Today the counselors went into the classroom to have the 10th grade students take a personality inventory and start reflecting on potential careers that may be a good fit in the future for their personality type. It’s astounding how these adolescents believe they know more than a highly used, viable assessment created for this purpose. It’s difficult to remember back to my high school days but I’m sure I felt the same way. There are parts of me that want to shake their naive little shoulders to make them pay attention to avoid the pitfalls and struggles that could be avoided.
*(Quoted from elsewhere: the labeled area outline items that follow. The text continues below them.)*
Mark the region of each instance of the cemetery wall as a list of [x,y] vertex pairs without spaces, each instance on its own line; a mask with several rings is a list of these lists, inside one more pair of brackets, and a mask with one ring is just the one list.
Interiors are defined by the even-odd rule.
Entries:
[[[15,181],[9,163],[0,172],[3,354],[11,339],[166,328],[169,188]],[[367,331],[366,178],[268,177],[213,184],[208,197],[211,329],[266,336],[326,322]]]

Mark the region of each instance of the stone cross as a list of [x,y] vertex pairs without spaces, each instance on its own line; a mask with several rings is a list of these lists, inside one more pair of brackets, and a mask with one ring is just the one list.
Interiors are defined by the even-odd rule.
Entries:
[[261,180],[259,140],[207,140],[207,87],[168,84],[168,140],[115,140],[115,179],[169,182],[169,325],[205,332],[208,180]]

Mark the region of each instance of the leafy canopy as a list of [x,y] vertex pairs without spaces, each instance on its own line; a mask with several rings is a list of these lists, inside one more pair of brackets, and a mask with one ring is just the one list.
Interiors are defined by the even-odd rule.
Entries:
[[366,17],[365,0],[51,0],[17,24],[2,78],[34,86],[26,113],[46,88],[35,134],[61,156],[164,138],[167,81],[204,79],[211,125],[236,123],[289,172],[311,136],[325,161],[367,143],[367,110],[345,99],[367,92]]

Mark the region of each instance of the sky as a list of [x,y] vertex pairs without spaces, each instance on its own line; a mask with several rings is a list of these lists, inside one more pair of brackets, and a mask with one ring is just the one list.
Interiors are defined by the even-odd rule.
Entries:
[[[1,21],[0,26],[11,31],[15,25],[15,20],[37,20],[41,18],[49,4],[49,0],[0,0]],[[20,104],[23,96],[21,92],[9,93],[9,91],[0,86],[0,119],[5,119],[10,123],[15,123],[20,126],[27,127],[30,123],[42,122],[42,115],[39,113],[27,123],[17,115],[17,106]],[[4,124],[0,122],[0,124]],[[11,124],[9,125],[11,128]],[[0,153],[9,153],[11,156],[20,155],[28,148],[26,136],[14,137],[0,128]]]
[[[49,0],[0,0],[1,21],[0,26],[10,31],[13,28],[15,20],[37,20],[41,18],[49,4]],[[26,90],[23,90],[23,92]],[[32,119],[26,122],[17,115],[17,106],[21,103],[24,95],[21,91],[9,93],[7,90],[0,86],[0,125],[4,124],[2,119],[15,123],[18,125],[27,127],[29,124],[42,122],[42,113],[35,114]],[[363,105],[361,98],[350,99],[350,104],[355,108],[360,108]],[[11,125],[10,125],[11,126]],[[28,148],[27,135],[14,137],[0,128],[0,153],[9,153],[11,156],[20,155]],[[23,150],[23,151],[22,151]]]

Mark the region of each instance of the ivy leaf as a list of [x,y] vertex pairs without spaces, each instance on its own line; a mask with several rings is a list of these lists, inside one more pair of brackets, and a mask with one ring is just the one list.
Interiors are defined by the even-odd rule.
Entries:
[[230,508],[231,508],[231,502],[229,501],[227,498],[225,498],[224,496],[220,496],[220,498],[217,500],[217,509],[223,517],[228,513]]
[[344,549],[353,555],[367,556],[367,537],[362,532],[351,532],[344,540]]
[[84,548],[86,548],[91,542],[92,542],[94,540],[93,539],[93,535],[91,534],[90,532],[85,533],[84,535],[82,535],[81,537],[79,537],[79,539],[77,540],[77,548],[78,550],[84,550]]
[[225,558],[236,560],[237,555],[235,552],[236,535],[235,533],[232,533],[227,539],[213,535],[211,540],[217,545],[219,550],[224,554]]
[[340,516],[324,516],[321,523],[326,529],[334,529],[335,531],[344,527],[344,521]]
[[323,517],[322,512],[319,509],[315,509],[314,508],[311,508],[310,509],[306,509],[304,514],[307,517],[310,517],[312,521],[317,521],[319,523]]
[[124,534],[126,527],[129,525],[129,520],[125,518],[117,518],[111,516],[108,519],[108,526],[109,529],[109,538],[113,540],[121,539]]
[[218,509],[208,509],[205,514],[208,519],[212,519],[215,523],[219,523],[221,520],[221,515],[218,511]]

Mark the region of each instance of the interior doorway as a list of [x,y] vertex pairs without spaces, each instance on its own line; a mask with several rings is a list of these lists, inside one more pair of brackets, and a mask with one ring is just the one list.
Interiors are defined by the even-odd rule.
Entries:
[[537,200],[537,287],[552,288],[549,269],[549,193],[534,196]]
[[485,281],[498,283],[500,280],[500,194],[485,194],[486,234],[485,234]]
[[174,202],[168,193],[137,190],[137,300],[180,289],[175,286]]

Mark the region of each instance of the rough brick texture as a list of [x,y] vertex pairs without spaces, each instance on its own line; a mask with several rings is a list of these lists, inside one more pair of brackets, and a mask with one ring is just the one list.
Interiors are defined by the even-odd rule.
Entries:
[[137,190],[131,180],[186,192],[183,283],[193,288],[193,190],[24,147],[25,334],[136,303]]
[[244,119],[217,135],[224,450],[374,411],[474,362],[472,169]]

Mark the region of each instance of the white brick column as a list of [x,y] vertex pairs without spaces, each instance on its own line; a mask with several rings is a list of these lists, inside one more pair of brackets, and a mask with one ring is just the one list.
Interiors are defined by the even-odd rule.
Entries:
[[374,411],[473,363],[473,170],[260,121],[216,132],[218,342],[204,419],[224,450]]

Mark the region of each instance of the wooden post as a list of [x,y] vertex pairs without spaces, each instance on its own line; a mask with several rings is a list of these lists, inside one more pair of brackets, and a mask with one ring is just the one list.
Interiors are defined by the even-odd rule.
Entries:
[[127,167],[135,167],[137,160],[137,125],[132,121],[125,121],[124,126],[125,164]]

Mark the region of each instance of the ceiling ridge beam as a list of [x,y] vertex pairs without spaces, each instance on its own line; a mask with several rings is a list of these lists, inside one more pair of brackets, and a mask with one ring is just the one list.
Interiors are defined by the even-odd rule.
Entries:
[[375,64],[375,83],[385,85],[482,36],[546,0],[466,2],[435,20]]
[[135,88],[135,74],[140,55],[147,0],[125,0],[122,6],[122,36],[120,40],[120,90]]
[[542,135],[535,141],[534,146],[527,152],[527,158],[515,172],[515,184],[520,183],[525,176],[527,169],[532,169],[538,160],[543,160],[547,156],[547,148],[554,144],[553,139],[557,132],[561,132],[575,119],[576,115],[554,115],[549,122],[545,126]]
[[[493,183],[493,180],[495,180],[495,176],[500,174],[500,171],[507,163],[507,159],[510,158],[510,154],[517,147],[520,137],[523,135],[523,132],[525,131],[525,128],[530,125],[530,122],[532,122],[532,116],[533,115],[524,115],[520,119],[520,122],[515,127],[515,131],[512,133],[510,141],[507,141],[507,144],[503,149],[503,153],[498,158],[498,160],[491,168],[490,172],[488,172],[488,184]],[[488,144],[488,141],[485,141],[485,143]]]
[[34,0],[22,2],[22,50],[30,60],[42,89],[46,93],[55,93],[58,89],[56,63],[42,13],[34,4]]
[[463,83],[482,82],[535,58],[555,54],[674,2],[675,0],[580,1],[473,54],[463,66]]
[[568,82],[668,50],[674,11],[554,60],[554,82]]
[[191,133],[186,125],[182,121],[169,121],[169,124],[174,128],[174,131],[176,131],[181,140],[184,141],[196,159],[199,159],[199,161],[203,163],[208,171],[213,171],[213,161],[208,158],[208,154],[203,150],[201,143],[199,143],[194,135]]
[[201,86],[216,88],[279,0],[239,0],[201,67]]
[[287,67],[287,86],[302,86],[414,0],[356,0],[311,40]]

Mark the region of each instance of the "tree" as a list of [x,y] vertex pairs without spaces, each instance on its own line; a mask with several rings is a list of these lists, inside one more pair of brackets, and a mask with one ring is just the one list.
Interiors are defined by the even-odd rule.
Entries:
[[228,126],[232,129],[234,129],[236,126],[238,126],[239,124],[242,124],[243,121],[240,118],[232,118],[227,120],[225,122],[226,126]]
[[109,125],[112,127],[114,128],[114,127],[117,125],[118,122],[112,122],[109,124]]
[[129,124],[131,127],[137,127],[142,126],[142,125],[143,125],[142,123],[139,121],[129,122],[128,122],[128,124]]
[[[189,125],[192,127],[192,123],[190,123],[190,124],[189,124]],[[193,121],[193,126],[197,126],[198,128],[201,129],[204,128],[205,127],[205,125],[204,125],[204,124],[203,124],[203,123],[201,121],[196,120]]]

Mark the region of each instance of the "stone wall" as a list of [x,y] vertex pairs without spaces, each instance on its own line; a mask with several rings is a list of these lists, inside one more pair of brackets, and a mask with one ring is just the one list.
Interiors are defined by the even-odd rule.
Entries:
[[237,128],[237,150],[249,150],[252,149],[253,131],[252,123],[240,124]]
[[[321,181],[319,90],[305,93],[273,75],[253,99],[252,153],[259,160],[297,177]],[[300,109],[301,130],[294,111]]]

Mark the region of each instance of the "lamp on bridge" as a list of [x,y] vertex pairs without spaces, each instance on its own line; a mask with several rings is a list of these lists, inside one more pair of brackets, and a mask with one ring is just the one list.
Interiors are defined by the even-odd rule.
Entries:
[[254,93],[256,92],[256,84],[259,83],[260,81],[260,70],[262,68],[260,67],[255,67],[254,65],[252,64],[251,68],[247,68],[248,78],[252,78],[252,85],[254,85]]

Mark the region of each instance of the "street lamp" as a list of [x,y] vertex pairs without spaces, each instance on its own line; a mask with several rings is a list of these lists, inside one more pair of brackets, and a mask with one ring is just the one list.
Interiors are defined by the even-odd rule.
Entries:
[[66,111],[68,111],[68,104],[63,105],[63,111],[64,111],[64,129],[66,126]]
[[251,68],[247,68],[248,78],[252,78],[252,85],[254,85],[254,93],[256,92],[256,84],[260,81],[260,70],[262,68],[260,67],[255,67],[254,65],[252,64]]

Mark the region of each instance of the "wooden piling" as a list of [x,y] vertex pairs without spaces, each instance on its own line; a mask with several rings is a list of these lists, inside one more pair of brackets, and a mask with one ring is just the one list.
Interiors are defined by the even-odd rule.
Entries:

However, it is in those struggles that our true character comes to light. There is always the option to give up or switch paths. Or there are those experiences that bring about other lessons and people into our world that we would have otherwise missed had we skipped that part of our lives. As adults, we don’t always take the time to reflect on how we have become who we have. If only we spent more time appreciating our past to propel us forward with confidence to the next chapter in our story.

Life Goals

It’s funny to me when I meet a goal that I have been striving toward for many years. Last week I accomplished two bigs things in my life. My 4 year old pup passed the therapy dog certification test which is something I have longed for since I got her at 9 weeks but delayed in pursuing due to her hyper personality. It turns out that once you start being disciplined with her, she listens and mellows. If only I had tried training sooner.

Secondly, my application to be a Licensed Professional Counselor in the state of Colorado was approved. That has been 8 years in the making. It was mainly 5 years of procrastination and 3 years of dedicated work outside of my daytime job to make it happen, but who is counting. I’ve always had multiple streams of income, however, this credential will open up doors of opportunities now and in the future if I so choose. And the license doesn’t go away if I don’t utilize it now. From here on out, I just pay the renewal fee and use my school counseling professional development to continue to make me eligible for a license renewal.

It’s interesting how some things take so much time to achieve and then take so little effort to maintain. This could apply to work, relationships, owning a home, etc. It takes the dedication to not lose sight of the dream and working towards it, even when you want to give up.

Light in the Darkness

I’m outside of Moab at a remote lodge in a canyon that overlooks the Colorado river. In the daylight, it is a beautiful scene. Birds whistling while chipmunks and ground squirrels scurry about. It is calming and peaceful.

But at night, under a new moon (aka no moon), the darkness consumes every inch of the landscape. You can’t see where your feet are going. Yet the sky is alight with stars. So many that they bundle together. I’ve always been pretty good at spotting constellations but even the brightest stars blend into each other. It’s mesmerizing.

Out here, I feel so small in comparison to the cosmos. I can’t help but be grateful to experience such a beautiful part of the world that few get to see. It grounds me and humbles me to appreciate all that I have and all that I have yet to explore.